The first threshold consists in removing from the list all the PFR-Drug pairs in
proteins that have a signal also at the whole-protein level. This removes all
the domains that belong to proteins where, regardless of the region, mutations
cause a change in the sensitivity towards a drug (Supporting Figure 2). These
are likely PFRs that are associated to a drug because they are located in a
protein that is important for the response towards that drug, not because the
PFR itself is relevant. This first threshold removed 157 PFR-Drug pairs of the
original 405.
We then reanalyzed the data for the remaining 248 as we still faced another
problem. There are some cases where most mutations occur in a specific
domain. In that scenario, we do not know if the positive signal comes from the
PFR or the gene levels. To further curate the list of candidate PFR-Drug pairs,
we compared the drug activity in cell lines with mutations in the candidate
regions with that of cell lines with mutations in other regions of the same
protein (Supporting Figure 3). If we observed a difference statistically
significant also in this comparison (p < 0.05) we declared the pair a true
positive, as we believe we strongly ruled out the possibility that the
association comes from the gene level or anywhere else than the PFR being
studied. This yielded the final list of 171 PFR-Drug pairs that were further
analyzed.
Physical interactions between drugs and PFRs
We wondered whether proteins containing PFRs associated to changes with
drug activity would also be targets of the drugs themselves. If that were the
case it would be indicative as to why we observe that association. To explore
this possibility we used drug-protein interaction data from STITCH [24] and
compared, for each drug, the number of proteins that contain drug-altering
PFRs and at the same time physically interact with the drug, with the number
that would be expected by chance given the number of drug targets and the
number of PFR-containing proteins (Supporting Figure 4). Surprisingly, only
PFRs for one of the 19 drugs explored, AZD6244, were enriched in drug
targets (p < 0.005). To further explore this idea we tried varying the interaction
score from STITCH between 700 and 900, but this did not alter the results.

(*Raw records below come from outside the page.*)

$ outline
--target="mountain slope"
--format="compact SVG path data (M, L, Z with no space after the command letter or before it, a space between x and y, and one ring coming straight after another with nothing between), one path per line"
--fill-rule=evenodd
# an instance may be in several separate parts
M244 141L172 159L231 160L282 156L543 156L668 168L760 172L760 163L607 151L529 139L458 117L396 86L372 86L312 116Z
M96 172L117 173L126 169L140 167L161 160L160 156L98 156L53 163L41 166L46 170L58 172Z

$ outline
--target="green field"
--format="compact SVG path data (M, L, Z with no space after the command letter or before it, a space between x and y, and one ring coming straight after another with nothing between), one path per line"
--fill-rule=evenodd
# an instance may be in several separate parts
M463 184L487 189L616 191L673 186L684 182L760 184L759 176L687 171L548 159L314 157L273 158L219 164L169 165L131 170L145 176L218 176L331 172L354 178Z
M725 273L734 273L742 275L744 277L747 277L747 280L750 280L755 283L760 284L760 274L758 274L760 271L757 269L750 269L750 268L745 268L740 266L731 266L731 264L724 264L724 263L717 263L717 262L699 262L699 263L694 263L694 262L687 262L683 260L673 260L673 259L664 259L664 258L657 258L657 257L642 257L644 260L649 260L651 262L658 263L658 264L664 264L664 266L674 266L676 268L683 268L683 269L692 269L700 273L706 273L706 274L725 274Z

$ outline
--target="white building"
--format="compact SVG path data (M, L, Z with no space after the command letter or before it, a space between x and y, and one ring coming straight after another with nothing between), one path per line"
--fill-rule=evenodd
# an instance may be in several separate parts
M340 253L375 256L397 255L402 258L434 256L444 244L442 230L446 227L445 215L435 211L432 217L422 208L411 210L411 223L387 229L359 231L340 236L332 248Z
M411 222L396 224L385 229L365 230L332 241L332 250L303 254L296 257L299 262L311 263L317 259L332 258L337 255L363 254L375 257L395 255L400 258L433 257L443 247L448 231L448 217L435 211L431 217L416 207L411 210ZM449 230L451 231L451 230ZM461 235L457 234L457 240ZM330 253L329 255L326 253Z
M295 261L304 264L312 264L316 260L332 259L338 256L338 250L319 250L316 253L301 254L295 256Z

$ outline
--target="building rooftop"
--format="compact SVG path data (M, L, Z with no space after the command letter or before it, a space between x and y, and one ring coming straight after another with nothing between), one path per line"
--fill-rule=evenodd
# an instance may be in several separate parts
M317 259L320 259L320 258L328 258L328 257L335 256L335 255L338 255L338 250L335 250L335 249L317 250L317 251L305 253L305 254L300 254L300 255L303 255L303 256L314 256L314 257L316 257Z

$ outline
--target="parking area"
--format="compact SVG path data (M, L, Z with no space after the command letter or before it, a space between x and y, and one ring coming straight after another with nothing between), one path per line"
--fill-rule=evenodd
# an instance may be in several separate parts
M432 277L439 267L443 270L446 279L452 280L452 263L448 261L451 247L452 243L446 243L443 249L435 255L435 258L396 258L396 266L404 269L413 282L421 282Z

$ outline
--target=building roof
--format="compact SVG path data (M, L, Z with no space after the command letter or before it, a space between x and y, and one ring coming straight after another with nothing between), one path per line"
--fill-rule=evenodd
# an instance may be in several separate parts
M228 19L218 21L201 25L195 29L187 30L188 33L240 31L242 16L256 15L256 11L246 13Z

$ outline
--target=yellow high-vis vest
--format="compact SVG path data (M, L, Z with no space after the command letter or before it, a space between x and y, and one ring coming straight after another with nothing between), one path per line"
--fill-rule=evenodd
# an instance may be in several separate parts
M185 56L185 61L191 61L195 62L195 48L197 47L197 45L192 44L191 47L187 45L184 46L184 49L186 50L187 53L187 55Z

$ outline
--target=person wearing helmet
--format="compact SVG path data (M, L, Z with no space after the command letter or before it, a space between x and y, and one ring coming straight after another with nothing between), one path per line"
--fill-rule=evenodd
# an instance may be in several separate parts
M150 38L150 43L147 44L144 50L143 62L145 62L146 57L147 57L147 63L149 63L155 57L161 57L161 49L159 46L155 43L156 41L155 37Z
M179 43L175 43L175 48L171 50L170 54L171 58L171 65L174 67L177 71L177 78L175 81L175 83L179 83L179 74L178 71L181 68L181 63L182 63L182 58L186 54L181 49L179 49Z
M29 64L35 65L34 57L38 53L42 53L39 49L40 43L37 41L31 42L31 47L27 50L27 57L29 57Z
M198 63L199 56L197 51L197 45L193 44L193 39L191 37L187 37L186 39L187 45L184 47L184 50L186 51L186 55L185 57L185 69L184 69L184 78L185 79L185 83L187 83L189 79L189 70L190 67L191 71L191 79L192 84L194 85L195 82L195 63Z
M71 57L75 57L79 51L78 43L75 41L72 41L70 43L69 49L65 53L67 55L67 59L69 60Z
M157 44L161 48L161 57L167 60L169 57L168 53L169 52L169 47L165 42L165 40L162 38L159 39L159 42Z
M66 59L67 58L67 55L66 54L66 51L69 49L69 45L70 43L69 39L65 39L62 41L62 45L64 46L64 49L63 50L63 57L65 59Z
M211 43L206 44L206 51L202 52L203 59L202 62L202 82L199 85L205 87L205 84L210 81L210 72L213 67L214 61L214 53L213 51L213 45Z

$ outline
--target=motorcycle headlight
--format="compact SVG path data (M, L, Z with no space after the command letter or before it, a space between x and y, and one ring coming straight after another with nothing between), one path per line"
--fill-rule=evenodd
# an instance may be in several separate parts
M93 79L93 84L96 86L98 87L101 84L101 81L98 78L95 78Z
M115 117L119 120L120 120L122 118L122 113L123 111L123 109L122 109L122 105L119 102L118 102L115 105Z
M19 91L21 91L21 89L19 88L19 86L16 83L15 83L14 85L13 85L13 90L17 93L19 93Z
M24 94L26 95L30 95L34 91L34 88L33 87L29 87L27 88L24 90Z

We then expanded the analysis to proteins interacting with the drug targets,
as this is another obvious possibility that could explain why a PFR is
associated to a specific drug. Nevertheless, none of the drugs showed a
statistically significant enrichment in this experiment.
Finally, we tested the possibility that PFR-containing proteins might be
interacting with other molecules with similar structures as the drugs. This
would suggest that the protein might actually interact with the drug, even if the
interaction is not included in STITCH. In order to do that we repeated the two
experiments extending the search to any protein interacting with molecules
that had a Tanimoto score above 70 to the specific drug, but, again, only
AZD6244 showed statistically significant associations.